Services for children and adolescents that need preapproval include inpatient hospital services, inpatient substance use disorder residential and detox services, medication assisted treatment for substance use disorder, crowns, and root canal therapy on molars.
Services for children and adolescents that need a referral include specialist services, medication assisted treatment for substance use disorder, and dental care through a provider that is not your primary care dentist.
Physical health services that are available to you at no cost through McKenzie Pediatrics include:
- ·Care coordination services with your McKenzie Pediatrics health care team.
- ·Case management services through Trillium and PSCS, and through our Community Health Worker.
- ·Early & Periodic Screening, Diagnosis and Treatment (EPSDT) Services (0-20 years old)
- ·Immunizations
- ·Interpreter Services
- ·Preventive Services (routine health care: screenings, check-ups, and counseling to prevent illness, disease, or other health problems)
- ·Primary Care Provider visits
- ·Telehealth Services
- ·Traditional Health Worker/Community Health Worker services
Physical health services that are available to you outside of McKenzie Pediatrics include:
- ·Acupuncture
- ·Chiropractor
- ·Comfort Care & Hospice Services
- ·Diagnostic X-Rays (referral/order required, authorization not required)
- ·Diagnostic CTs and MRIs (referral/order required, and authorization required)
- ·Durable Medical Equipment (authorization required)
- ·Elective Surgeries/Procedures (authorization required)
- ·Emergency Medical Transportation
- ·Family Planning Services
- ·Gender Affirming Care (authorization required)
- ·Hearing Services (authorization required)
- ·Home Health Services (authorization required)
- ·Inpatient Hospital Services (may need preapproval)
- ·Laboratory Services (order required)
- ·Outpatient Hospital Services
- ·Pharmaceutical Services (some drugs may require authorization in addition to a prescription)
- ·Physical, Occupational, and Speech Therapy (referral required, and authorization required after 30 visits)
- ·Rides to Care (non-emergent medical transportation services)
- ·Routine Vision Services
- ·Sexual Abuse Exams
- ·Surgical Procedures (authorization required)
- ·Woman’s Health Services (including adolescent gynecologic care services)
- ·Travel Vaccines
Behavioral Health Assessment and Evaluation services are also available with no referral or preapproval. Please discuss with your provider or health care team how to access this service.
FOR PATIENTS/FAMILIES COVERED BY PRIVATE INSURANCE
McKenzie Pediatrics accepts MANY different private insurance plans, each of which has its own unique coverage, benefits, and policies. Our front office staff can verify coverage and determine the co-pay for a clinic visit, but generally it is the responsibility of the policyholder to know the full extent of their coverage.
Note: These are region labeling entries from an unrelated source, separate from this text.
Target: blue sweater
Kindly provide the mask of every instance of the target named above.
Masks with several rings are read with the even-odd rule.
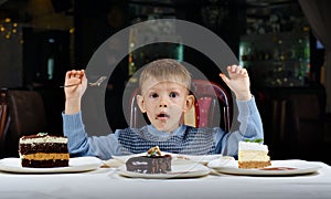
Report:
[[[68,150],[73,157],[96,156],[109,159],[113,155],[143,153],[156,145],[163,151],[177,154],[236,156],[239,140],[264,138],[255,98],[236,103],[239,126],[231,133],[220,127],[193,128],[185,125],[172,133],[164,133],[148,125],[142,128],[117,129],[115,134],[107,136],[88,137],[81,112],[73,115],[62,113],[63,130],[68,137]]]

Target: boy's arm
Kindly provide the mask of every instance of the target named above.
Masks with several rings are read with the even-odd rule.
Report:
[[[87,78],[85,71],[72,70],[66,72],[64,86],[74,85],[64,87],[65,93],[65,114],[76,114],[81,111],[81,101],[82,96],[87,87]]]
[[[228,76],[220,74],[226,85],[235,93],[238,106],[238,126],[232,126],[232,133],[218,133],[216,151],[223,155],[237,155],[238,142],[245,138],[264,138],[263,123],[255,98],[250,93],[248,73],[238,65],[227,66]],[[233,118],[236,119],[236,118]]]

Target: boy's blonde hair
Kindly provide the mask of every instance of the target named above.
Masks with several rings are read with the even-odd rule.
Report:
[[[183,84],[188,90],[191,88],[191,74],[178,61],[172,59],[161,59],[149,63],[140,74],[139,87],[142,88],[146,80],[156,78],[157,81],[171,81]]]

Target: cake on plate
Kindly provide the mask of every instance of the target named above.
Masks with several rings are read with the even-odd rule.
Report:
[[[158,146],[150,148],[145,156],[131,157],[126,161],[128,171],[141,174],[166,174],[171,171],[171,155],[162,155]]]
[[[22,167],[67,167],[70,160],[67,137],[45,133],[23,136],[19,142],[19,155]]]
[[[245,140],[238,144],[238,168],[264,168],[270,166],[268,146],[263,139]]]

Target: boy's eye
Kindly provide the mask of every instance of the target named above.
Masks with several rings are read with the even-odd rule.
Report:
[[[171,92],[171,93],[169,94],[169,96],[174,98],[174,97],[179,96],[179,94],[175,93],[175,92]]]
[[[157,97],[159,97],[159,95],[157,93],[152,93],[152,94],[150,94],[150,97],[151,98],[157,98]]]

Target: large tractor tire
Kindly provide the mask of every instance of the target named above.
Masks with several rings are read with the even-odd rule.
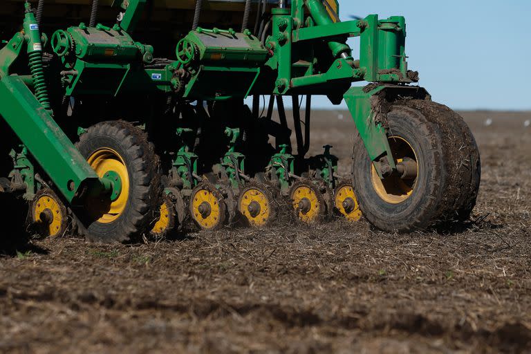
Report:
[[[111,201],[89,198],[75,212],[80,233],[105,243],[149,233],[162,204],[162,187],[159,158],[145,133],[126,122],[103,122],[82,134],[76,147],[99,177],[111,174],[121,185]]]
[[[363,214],[387,232],[449,230],[467,220],[479,189],[479,151],[463,118],[446,106],[412,100],[387,113],[389,141],[397,163],[414,160],[416,178],[380,179],[359,134],[353,182]],[[415,165],[413,165],[415,166]]]

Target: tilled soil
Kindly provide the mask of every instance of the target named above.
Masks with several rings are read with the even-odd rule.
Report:
[[[0,258],[0,352],[531,351],[531,113],[463,115],[483,174],[460,230],[337,220],[147,244],[20,243]],[[313,151],[341,142],[345,174],[348,114],[316,118]]]

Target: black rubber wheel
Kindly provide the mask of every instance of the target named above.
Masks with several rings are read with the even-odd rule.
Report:
[[[481,162],[463,118],[446,106],[413,100],[394,104],[387,122],[391,149],[406,151],[400,157],[393,151],[395,160],[416,160],[418,174],[410,180],[394,176],[392,183],[386,179],[380,185],[357,135],[353,183],[367,220],[382,230],[400,232],[449,230],[467,220],[476,204]]]
[[[79,232],[100,242],[125,241],[149,232],[162,204],[162,185],[159,158],[147,134],[127,122],[102,122],[88,128],[76,147],[98,176],[109,169],[106,164],[114,164],[129,185],[122,183],[120,208],[108,198],[89,198],[83,209],[76,208]]]

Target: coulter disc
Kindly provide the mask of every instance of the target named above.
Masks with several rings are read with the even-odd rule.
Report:
[[[335,188],[334,203],[336,209],[347,221],[355,222],[361,218],[362,211],[350,183],[341,183]]]
[[[194,188],[190,196],[190,214],[201,229],[221,229],[227,214],[223,194],[209,183],[200,183]]]
[[[320,223],[326,217],[324,192],[310,180],[301,179],[293,184],[290,200],[299,220],[311,224]]]
[[[250,183],[241,190],[238,211],[250,225],[259,227],[277,218],[278,212],[273,193],[263,183]]]
[[[30,206],[31,223],[43,237],[62,236],[66,230],[66,208],[53,191],[39,191]]]

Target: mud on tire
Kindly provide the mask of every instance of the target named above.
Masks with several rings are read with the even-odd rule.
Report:
[[[127,122],[102,122],[88,128],[76,147],[87,159],[102,148],[115,151],[127,168],[129,185],[125,207],[111,222],[100,222],[86,209],[76,208],[78,232],[89,241],[106,243],[125,241],[147,232],[162,203],[162,185],[160,159],[147,134]]]
[[[427,100],[396,102],[387,113],[389,136],[415,151],[418,175],[406,200],[384,201],[371,180],[372,163],[359,134],[355,138],[353,182],[365,217],[385,231],[449,229],[468,219],[476,204],[480,156],[466,123],[446,106]]]

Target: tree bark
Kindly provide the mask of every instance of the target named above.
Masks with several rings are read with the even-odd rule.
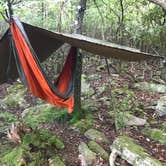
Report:
[[[166,11],[166,0],[148,0],[148,1],[160,6],[162,9]]]
[[[75,33],[81,34],[82,33],[82,25],[83,25],[83,18],[86,9],[86,2],[87,0],[80,0],[79,6],[77,8],[77,21],[75,27]],[[82,54],[79,53],[79,49],[77,51],[77,61],[76,61],[76,78],[75,78],[75,86],[74,86],[74,100],[75,106],[74,110],[81,109],[81,74],[82,74]]]

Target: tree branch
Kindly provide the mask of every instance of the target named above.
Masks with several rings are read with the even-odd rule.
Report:
[[[152,2],[158,6],[160,6],[162,9],[166,11],[166,0],[148,0],[149,2]]]

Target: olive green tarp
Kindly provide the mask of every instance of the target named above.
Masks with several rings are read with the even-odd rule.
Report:
[[[64,43],[68,43],[71,46],[103,57],[126,61],[142,61],[150,58],[160,58],[159,56],[140,52],[137,49],[120,46],[83,35],[55,33],[26,23],[23,23],[23,25],[30,43],[41,62],[47,59]],[[9,67],[9,55],[12,50],[9,44],[10,34],[8,32],[9,30],[7,30],[0,39],[0,83],[4,83],[8,79],[6,71]],[[12,54],[13,53],[11,52],[11,57],[13,57]],[[8,77],[15,79],[18,77],[18,73],[14,59],[12,58],[11,61]]]

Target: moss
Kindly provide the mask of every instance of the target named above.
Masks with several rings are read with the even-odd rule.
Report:
[[[14,148],[2,158],[2,162],[6,165],[21,166],[24,162],[23,149],[21,147]]]
[[[32,144],[42,148],[49,146],[56,147],[57,149],[63,149],[65,147],[63,141],[48,130],[35,130],[31,134],[26,134],[23,137],[23,144],[26,146]]]
[[[74,128],[78,129],[81,134],[93,127],[93,120],[81,119],[73,124]]]
[[[159,141],[163,145],[166,145],[166,133],[159,129],[144,129],[142,131],[143,134],[150,137],[155,141]]]
[[[55,120],[63,119],[67,114],[67,110],[62,110],[49,104],[43,104],[26,109],[22,115],[26,125],[37,128],[43,123],[52,123]]]
[[[166,122],[163,122],[163,123],[162,123],[162,126],[163,126],[164,128],[166,128]]]
[[[15,122],[17,120],[16,116],[9,113],[9,112],[3,112],[0,113],[0,121],[7,121],[7,122]]]
[[[51,160],[50,166],[65,166],[65,163],[62,159],[57,155],[54,159]]]
[[[88,142],[89,149],[95,152],[96,154],[100,155],[104,160],[109,159],[109,154],[96,142],[89,141]]]
[[[139,154],[142,158],[146,158],[149,155],[145,153],[145,149],[137,144],[135,144],[134,139],[129,138],[127,136],[120,136],[118,137],[118,145],[116,148],[121,151],[122,147],[126,147],[127,149],[131,150],[132,152]]]
[[[110,144],[110,141],[107,139],[105,134],[96,129],[89,129],[84,133],[84,135],[90,140],[93,140],[99,143]]]
[[[64,143],[56,136],[52,136],[48,140],[48,142],[50,145],[55,146],[57,149],[64,149],[65,148]]]
[[[145,149],[136,144],[135,140],[128,136],[119,136],[113,142],[111,149],[116,149],[118,154],[131,165],[161,166],[161,162],[151,157]],[[132,157],[131,157],[132,156]]]

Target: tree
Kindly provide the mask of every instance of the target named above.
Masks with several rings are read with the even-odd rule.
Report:
[[[166,0],[148,0],[166,11]]]
[[[86,9],[87,0],[80,0],[78,6],[78,14],[76,21],[75,33],[82,33],[83,18]],[[74,99],[75,99],[75,110],[81,109],[81,74],[82,74],[82,54],[77,51],[77,61],[76,61],[76,78],[74,87]]]

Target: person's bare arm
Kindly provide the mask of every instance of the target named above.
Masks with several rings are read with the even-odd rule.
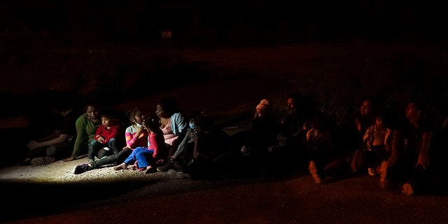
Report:
[[[428,158],[428,152],[429,151],[429,146],[430,145],[432,137],[433,132],[424,133],[421,142],[421,148],[420,149],[420,154],[419,155],[417,163],[415,164],[416,167],[421,164],[424,169],[428,169],[429,167],[429,158]]]

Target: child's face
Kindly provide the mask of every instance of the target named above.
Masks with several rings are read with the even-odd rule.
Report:
[[[85,113],[92,120],[99,118],[99,109],[94,106],[88,106]]]
[[[143,112],[138,111],[135,113],[135,117],[134,117],[134,120],[136,123],[141,125],[143,123],[143,120],[144,118],[144,115]]]
[[[383,126],[383,118],[382,117],[377,118],[377,119],[375,120],[375,122],[377,123],[377,126],[379,126],[379,127]]]
[[[111,127],[111,119],[106,118],[101,118],[101,122],[106,127]]]

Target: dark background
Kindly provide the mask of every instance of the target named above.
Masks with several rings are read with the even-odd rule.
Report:
[[[154,44],[163,30],[172,31],[180,46],[201,47],[435,41],[447,35],[442,6],[438,1],[11,0],[0,3],[0,27],[4,37],[38,36],[64,45]]]

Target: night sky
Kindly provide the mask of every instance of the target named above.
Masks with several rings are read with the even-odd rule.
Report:
[[[0,27],[113,43],[150,43],[163,30],[211,44],[443,40],[447,15],[433,1],[11,0],[0,3]]]

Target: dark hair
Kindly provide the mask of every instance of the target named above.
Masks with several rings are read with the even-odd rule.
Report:
[[[137,111],[143,111],[143,110],[139,108],[139,107],[134,107],[133,108],[129,109],[127,110],[127,111],[126,111],[126,114],[127,115],[127,118],[129,118],[130,121],[131,122],[131,123],[134,123],[134,118],[135,118],[135,115],[137,113]]]

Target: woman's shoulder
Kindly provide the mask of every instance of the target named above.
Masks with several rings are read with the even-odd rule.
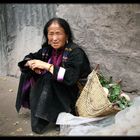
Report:
[[[71,44],[71,49],[73,51],[77,51],[79,53],[84,53],[85,54],[85,51],[83,50],[83,48],[80,45],[78,45],[77,43],[72,43]]]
McKenzie Pediatrics will not deny acute illness care due to an inability to pay a co-pay. However, we do require that a co-pay be paid at the time of well care, preventative, or consultative services. McKenzie Pediatrics follows the American Academy of Pediatrics Bright Futures and the EPSDT guidelines for well-care; private insurances are federally required to cover these services.
McKenzie Pediatrics is also very flexible and willing to work with families to establish payment plans so that care is not interrupted due to an unpaid prolonged outstanding balance. Our practice manager Amy Ward is available Mondays through Thursday to discuss payment plans, and to provide information regarding the cost of visits and treatments. We are also able to provide a menu of visit costs for those needing to pay out-of-pocket for services, and we offer a 20% discount if payment is made in full on the date of service.